Saturday 16 February 2008

HD-DVD: RIP

Saturday 16 February 2008
It's all over, apparently.

Toshiba have announced they're halting production of HD-DVD players, effectively ending the high-definition format war between Toshiba's HD-DVD and Sony's Blu-Ray.

It seems the recent decision by Warner Brothers to abandon HD-DVD and throw their weight exclusively behind Blu-Ray was, as expected, the final nail in the HD-DVD coffin.

HD-DVD never really countered Sony's "Trojan horse" tactic (of outfitting the Playstation 3 with Blu-Ray), despite ensuring their HD-DVD players were cheaper than Blu-Ray players. It makes me wonder how things might have turned out if Microsoft (a key supporter of HD-DVD) had ensured the XBOX 360 was HD-DVD compliant on its release 12 months before the PS3 -- instead of forcing gamers to buy an expensive add-on months later.

Toshiba stand to lose hundreds of millions in this failed project, which will leave a bitter taste in their mouths -- particularly as HD-DVD discs were actually superior to Blu-Rays in many ways (such as their enhanced interactive capabilities), and cheaper for manufacturers to produce.

I hope Sony will now throw their full weight behind Blu-Ray, and make improvements to their winning format -- in the aim to persuade consumers to upgrade from standard-DVD. Now that consumers don't have to fear "backing the wrong horse", it will be interesting to see how many people make the jump from standard-definition to high-definition in the next few months.
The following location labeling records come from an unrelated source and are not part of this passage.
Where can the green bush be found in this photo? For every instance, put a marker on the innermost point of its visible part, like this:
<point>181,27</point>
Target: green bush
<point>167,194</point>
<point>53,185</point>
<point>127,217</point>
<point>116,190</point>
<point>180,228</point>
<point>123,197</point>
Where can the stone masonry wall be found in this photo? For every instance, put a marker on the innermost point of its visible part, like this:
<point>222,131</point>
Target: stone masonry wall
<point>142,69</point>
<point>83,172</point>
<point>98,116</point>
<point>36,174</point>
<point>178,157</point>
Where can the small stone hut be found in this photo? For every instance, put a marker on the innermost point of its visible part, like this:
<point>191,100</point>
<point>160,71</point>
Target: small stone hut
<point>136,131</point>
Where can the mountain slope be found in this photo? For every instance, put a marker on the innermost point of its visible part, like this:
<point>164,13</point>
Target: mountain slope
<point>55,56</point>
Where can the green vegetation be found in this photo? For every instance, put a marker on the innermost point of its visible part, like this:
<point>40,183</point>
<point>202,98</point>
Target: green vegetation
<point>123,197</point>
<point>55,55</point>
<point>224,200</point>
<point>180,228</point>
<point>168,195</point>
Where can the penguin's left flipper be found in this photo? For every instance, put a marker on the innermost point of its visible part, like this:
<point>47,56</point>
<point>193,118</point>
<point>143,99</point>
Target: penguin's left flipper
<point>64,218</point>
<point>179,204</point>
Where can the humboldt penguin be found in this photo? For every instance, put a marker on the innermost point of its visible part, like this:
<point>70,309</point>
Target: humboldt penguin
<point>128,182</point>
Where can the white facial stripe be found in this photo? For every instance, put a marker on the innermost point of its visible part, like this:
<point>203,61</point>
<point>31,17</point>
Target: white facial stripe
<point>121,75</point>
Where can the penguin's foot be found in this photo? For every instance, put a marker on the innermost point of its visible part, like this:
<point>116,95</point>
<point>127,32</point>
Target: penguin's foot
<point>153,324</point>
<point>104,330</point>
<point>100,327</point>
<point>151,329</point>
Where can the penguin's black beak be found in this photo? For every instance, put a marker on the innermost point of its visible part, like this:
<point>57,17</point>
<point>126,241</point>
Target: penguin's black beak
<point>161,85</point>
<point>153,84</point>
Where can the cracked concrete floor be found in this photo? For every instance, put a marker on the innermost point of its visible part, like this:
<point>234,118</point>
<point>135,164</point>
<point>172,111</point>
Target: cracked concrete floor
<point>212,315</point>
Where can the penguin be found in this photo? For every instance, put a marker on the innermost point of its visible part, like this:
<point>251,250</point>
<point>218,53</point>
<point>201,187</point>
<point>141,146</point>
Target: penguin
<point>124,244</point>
So, if you bought a HD-DVD player: commiserations. There's just the vague hope that HD-DVD supporters Microsoft, Universal, DreamWorks and Paramount will stick with the format... but I somehow doubt it. Still, look on the bright side of things -- your HD-DVD player will still play whatever HD-DVD discs you bought, HD-DVDs on release are likely to plummet in price now, and it'll still upscale all your DVDs.

And if you bought a Blu-Ray player or PS3: you can relax now. The battle's over and Sony are the victors. Well, unless HD-quality downloads make a physical disc format obsolete in the next 5-10 years... but that's another debate!